Among them is Raul Martinez. He is a member of the national board of the American Humanist Association and, according to the lawsuit, has twice applied for “a “Permanent Certificate of Authority to Solemnize Marriages” in Clark County – and been denied both times.
Notes the Las Vegas Sun, “A provision in state law regarding certificates of permission to perform marriages says in part that applications must: ‘Show the date of licensure, ordination or appointment of the minister or other person authorized to solemnize a marriage, and the name of the church or religious organization with which he is affiliated.’” (Point of disclosure: I know Martinez.)
Many states and counties these days do allow Humanist celebrants to preside at weddings. Other places, like Nevada, are recalcitrant. They shouldn’t be. I’ve never been comfortable with clergy wielding the power of the state – even if only for an afternoon. It’s time to open up the process.
Here is what I propose (although I’m not going down on one knee): In some European nations, you are married in the eyes of the state when you appear before civil officials and fill out the proper paperwork.
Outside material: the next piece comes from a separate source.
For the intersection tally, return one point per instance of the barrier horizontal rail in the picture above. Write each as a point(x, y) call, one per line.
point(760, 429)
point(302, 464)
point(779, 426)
If you want a religious ceremony later to solemnize the event with your friends and family, you contact your favorite member of the clergy and schedule one.
Thus, you are officially married by the state, not the state and the church acting in temporary partnership.
A system like that makes more sense than what we do in America because it respects everyone’s rights. Those who want a religious affair can still have one. At the same time, non-religious people are not compelled to approach a member of the clergy to perform what is essentially a government function – registering a couple’s marriage.
I hope the Nevada lawsuit is successful. I’m all for marriage, but I’m not comfortable with the church strolling down the aisle with the state. That was never a good alliance to begin with; perhaps those two should consider a divorce.